Il y a d’une part les formes d’homophobie les plus évidentes et visibles. Cela se traduit par des violences envers les personnes, allant des simples coups jusqu’à des actes entraînant la mort. Ces violences, spectaculaires, ne sont heureusement pas les plus répandues. D’autre part, il existe des discriminations plus sourdes, moins visibles, mais fréquentes celles-là. Elles concernent notamment le lieu de travail, avec un refus d’embaucher ou du harcèlement.
Le nombre de violences est-il en progression ?
On parle davantage d’homophobie dans les médias et les instructions judiciaires. Pour autant, cela ne veut pas dire que les violences sont plus nombreuses. La tendance actuelle, c’est une sensibilisation accrue de la société sur cette question. Les victimes témoignent plus facilement qu’auparavant. L’accueil est meilleur dans les commissariats.
Quels sont les améliorations à apporter en matière de lutte contre l’homophobie?

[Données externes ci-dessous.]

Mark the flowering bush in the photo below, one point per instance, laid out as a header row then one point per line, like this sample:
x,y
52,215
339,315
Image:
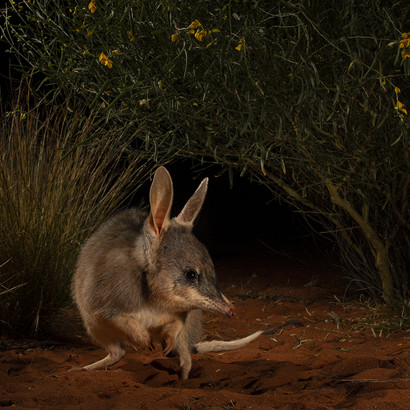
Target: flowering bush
x,y
309,99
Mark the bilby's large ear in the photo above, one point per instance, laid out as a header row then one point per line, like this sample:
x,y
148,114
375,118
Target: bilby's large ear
x,y
193,206
160,198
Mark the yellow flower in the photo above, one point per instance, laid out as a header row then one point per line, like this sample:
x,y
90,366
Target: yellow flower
x,y
105,61
92,7
195,24
406,40
200,34
400,107
176,37
405,54
239,46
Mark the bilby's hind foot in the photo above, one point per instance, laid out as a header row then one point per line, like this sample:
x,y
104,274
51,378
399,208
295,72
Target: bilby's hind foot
x,y
115,354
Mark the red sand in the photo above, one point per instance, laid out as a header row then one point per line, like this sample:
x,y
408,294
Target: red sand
x,y
318,365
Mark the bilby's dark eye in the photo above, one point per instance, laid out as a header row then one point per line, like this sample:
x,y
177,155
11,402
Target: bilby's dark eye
x,y
191,275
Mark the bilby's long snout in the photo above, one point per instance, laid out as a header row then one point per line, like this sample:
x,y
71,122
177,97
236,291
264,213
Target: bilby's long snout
x,y
221,304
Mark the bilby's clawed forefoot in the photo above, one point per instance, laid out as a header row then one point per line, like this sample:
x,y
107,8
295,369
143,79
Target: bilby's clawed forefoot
x,y
144,276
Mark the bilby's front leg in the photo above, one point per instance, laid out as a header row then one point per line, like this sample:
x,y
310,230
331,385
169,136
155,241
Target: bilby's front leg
x,y
169,334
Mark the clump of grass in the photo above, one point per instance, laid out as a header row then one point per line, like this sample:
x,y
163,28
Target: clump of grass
x,y
61,173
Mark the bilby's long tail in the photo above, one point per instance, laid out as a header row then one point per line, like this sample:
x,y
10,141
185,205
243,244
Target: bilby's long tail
x,y
221,345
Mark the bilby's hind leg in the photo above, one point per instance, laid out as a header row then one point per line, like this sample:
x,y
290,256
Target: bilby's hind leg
x,y
113,334
185,362
115,354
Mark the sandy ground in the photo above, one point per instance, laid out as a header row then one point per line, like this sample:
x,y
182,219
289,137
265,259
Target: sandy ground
x,y
327,361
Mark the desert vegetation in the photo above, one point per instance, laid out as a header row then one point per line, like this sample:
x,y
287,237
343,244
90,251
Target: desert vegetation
x,y
309,99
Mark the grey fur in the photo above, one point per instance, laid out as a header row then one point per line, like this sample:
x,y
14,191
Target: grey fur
x,y
143,276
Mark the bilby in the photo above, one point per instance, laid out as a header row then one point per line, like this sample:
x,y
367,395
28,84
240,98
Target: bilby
x,y
144,276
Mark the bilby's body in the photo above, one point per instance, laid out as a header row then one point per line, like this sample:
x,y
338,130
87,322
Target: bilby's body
x,y
144,276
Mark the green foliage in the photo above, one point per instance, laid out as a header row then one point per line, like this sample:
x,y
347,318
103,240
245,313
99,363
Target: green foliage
x,y
56,185
309,98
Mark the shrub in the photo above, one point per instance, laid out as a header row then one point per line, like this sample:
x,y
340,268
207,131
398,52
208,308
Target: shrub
x,y
58,179
307,98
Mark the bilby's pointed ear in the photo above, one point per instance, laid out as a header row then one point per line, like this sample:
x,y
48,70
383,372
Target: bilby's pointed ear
x,y
160,198
193,206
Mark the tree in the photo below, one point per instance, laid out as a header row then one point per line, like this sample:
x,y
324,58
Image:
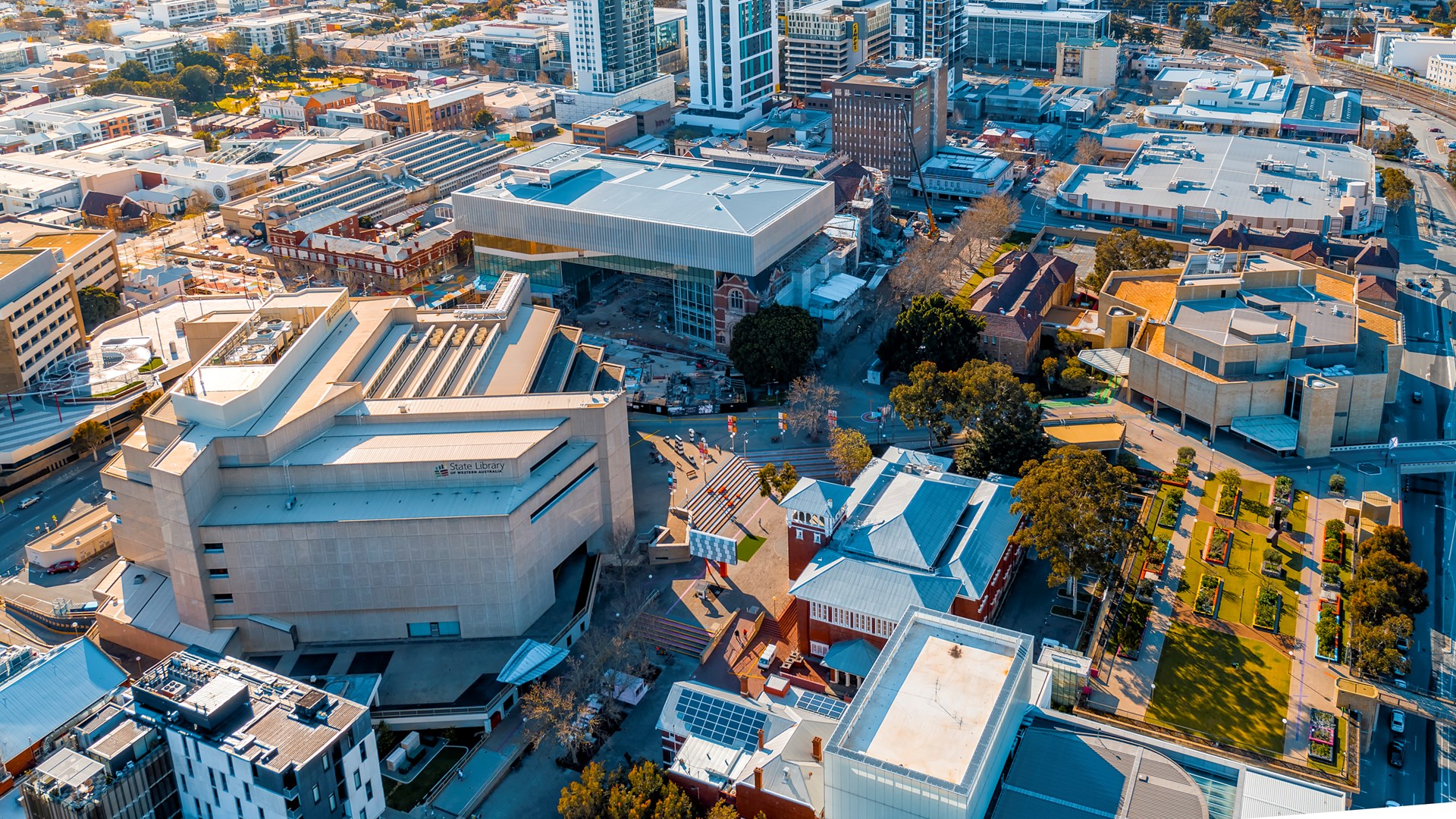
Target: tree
x,y
1076,378
1128,249
849,450
930,328
98,306
1397,188
1074,503
808,403
767,480
1088,152
924,401
1197,37
145,401
88,438
774,344
1006,417
1373,648
1386,539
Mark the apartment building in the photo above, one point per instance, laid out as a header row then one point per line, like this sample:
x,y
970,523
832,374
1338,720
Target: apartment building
x,y
612,46
83,120
156,50
329,243
892,114
388,528
271,33
733,63
832,37
522,50
419,111
1194,181
248,744
177,14
41,271
1282,353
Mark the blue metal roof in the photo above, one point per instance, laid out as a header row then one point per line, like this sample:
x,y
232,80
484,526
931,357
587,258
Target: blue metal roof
x,y
53,691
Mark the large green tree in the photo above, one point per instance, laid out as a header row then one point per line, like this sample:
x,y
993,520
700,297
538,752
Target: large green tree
x,y
1128,249
1197,36
774,344
1072,502
98,306
1005,420
930,328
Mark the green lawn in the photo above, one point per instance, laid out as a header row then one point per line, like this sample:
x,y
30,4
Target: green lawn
x,y
405,796
748,547
1220,687
1242,577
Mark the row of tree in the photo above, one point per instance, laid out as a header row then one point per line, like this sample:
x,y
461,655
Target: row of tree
x,y
1386,592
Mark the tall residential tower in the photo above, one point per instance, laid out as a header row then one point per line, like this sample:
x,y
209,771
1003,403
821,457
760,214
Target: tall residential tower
x,y
612,44
733,58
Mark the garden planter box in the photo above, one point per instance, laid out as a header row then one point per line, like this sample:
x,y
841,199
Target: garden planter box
x,y
1210,589
1272,621
1216,550
1228,507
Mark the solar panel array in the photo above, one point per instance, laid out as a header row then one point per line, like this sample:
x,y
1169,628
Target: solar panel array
x,y
712,547
718,720
820,704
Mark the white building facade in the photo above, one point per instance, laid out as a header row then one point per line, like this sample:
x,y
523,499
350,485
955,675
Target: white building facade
x,y
733,72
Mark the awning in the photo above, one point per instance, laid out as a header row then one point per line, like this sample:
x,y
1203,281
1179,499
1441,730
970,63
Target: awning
x,y
852,656
529,662
1110,362
1279,433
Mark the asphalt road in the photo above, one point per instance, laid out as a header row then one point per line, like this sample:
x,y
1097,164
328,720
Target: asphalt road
x,y
76,484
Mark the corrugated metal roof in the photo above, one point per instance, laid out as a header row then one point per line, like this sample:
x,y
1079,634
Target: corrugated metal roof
x,y
53,691
873,589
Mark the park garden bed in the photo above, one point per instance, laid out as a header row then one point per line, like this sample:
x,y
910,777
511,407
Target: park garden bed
x,y
1228,502
1267,610
1216,551
1210,589
1329,630
1324,736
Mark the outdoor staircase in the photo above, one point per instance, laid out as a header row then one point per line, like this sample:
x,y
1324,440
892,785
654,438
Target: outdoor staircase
x,y
715,503
670,634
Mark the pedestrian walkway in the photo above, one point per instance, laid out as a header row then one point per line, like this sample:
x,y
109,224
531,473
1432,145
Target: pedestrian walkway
x,y
1128,686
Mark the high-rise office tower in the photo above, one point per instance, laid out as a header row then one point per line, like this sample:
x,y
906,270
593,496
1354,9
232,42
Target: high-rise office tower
x,y
733,60
612,44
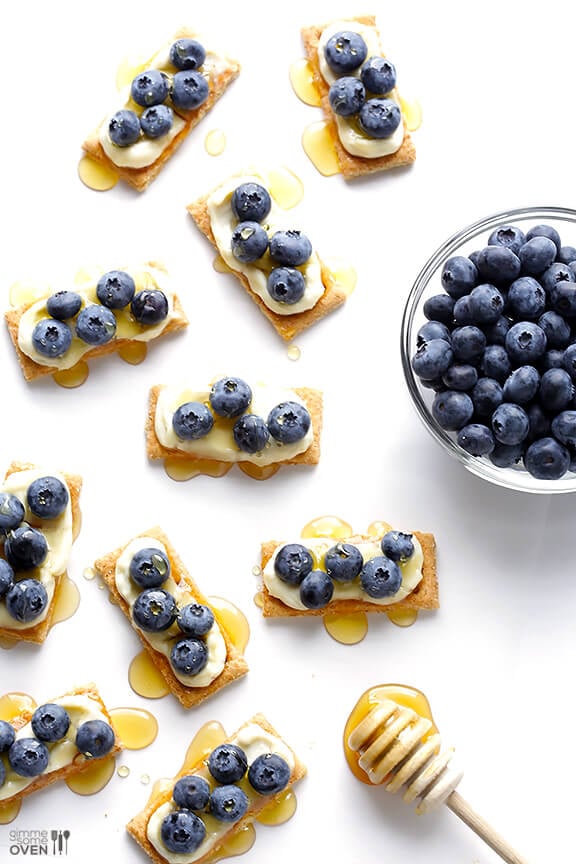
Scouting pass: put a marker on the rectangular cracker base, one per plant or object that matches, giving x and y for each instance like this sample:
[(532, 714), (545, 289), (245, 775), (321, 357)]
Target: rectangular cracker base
[(137, 827), (351, 166), (424, 596), (235, 665)]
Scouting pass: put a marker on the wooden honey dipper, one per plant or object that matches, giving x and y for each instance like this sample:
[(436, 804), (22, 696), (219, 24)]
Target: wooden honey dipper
[(390, 739)]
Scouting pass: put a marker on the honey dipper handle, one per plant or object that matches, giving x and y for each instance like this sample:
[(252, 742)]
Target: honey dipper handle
[(461, 808)]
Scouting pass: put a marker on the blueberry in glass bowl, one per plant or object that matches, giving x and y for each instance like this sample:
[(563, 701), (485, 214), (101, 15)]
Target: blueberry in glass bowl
[(488, 348)]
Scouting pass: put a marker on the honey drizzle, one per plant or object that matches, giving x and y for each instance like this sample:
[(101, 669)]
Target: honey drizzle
[(145, 679)]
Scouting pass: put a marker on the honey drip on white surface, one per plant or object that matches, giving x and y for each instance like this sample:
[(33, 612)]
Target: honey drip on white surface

Du travail reste à effectuer au niveau de l’accompagnement des victimes. Une formation est indispensable pour les personnes, les professionnels amenés à recevoir le témoignage des victimes. Il faut savoir comment les soutenir. Par ailleurs, l’homophobie qui sévit chez les jeunes, dans les lycées par exemple, doit être davantage prise en compte. L’homophobie peut générer des comportements à risque, notamment suicidaires. Les jeunes n’ont pas forcément la carapace ni les outils pour faire face. D’où l’importance de former les enseignants et les assistants sociaux. En Belgique, une brochure d’information à usage des enseignants a été distribuée à l’automne dernier. Nous souhaitons qu’il en soit de même chez nous.
Certains milieux sociaux sont-ils plus touchés que d’autres?
Aucune catégorie sociale n’est épargnée, mais il apparaît que certains lieux sont plus sensibles que d’autres: c’est le cas en banlieue et en milieu rural, où une intolérance plus marquée persiste encore.